Direkt im Anschluss an den gelungenen Auftritt von THE MARLEY BOB werden die Gewinner der Charity Verlosung gezogen, die ihre Preise am Merchandise Stand abholen können. Es sind einige hundert Euro für die Kinder des Barretstown House zusammengekommen, was vor allem Smiley sehr freut und wofür er sich artig bedankt.

Die Ehre, die diesjährigen Vibe zu beenden, gebührt BAD REPUTATION – eine Band um Flash Murphy, der schon öfter mit anderen Formationen ein Teil der Vibe war. Zusammen mit Gitarrero Col McSharry und Kieran MacDonnell und Johnny Kerr, die durch ihre GUNS 'N ROSES Tribute Bands bekannt sind, hauen die Jungens ein sehr motiviertes Set raus, das entgegen aller Stielvielfalt wie bei den LOW RIDERS purer Rock ist. Außerdem verlassen sich BAD REPUTATION nicht auf selten gespielte Juwelen, sondern hauen das raus, was man als Fan zum Abschluss der Vibe hören möchte: die Hits, die wirklich alle mitgrölen können. Was kann man denn auch falsch machen, wenn man mit Songs wie „Are You Ready", „Emerald" und „Southbound" seinen Gig beginnt? Eben, nichts.

Die Fans, die jetzt gegen 00:45 noch in der Halle sind, feiern trotz Tischen und Hockern richtig ab. Soundtechnisch hat der Mann am Mischpult die Regler nochmal ein bisschen nach oben geschoben, was dem Hard Rock von BAD REPUTUATION ordentlich in die Karten spielt.
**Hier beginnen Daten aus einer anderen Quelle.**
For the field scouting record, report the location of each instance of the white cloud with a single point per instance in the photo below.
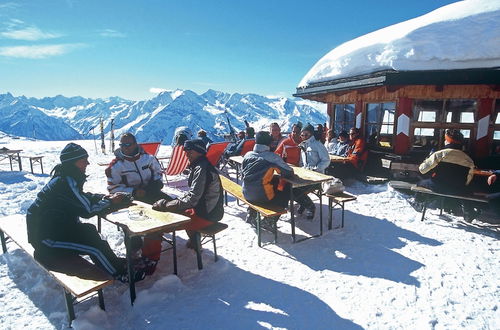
(157, 90)
(38, 52)
(28, 33)
(109, 33)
Nach den drei ersten Songs legen BAD REPUTATION nach, mit „Rosalie", „Waiting For An Alibi", „Massacre", „Bad Reputation", „Cold Sweet", "Still In Love With You", "Suicide", "Baby Please Don't Go" (mein Highlight des Gigs), "The Cowboy Song" (das Jaulen zu Beginn des Songs aus dem Publikum klingt leider ziemlich mickrig, wahrscheinlich dem Guinness geschuldet), das natürlich megagefeierte „The Boys Are Back In Town", „Don't Believe A Word" und als Rauschmeißer „Thunder & Lightning".

01 Vibe For Philo 2015 Phil 1Fazit: Bis auf die Geschichte mit den Tischen waren die 29th VIBES FOR PHILO wieder genau das, was sie sein sollen: eine Hommage an einen der größten Songwriter der Rockmusik. Gerade Bands wie THE DARK LANES, THE DUNFORD BROTHERS, CONOR SCOTT oder THE BARLEY MOB dürften auch Phil gefallen haben, wenn er noch unter uns weilen würde. Er war ja immer für unterschiedliche Stilarten offen und würde sich bestimmt freuen, wenn er hören könnte, wie seine Songs auch heute noch, 29 Jahre nach seinem Tod, interpretiert werden.

Aber auch die immer starken THE LOW RIDERS, ein phänomenaler und überirdischer PAT MCMANUS und die ganz fetten BAD REPUTATION sorgen dafür, dass mir auch die 29. Vibe For Philo in guter Erinnerung bleiben werden und ich mich jetzt schon wie ein kleines Kind auf die 30. freue.

Ein dickes Danke an alle, die an der Organisiation und Durchführung der Vibes beteiligt waren. See you all next year!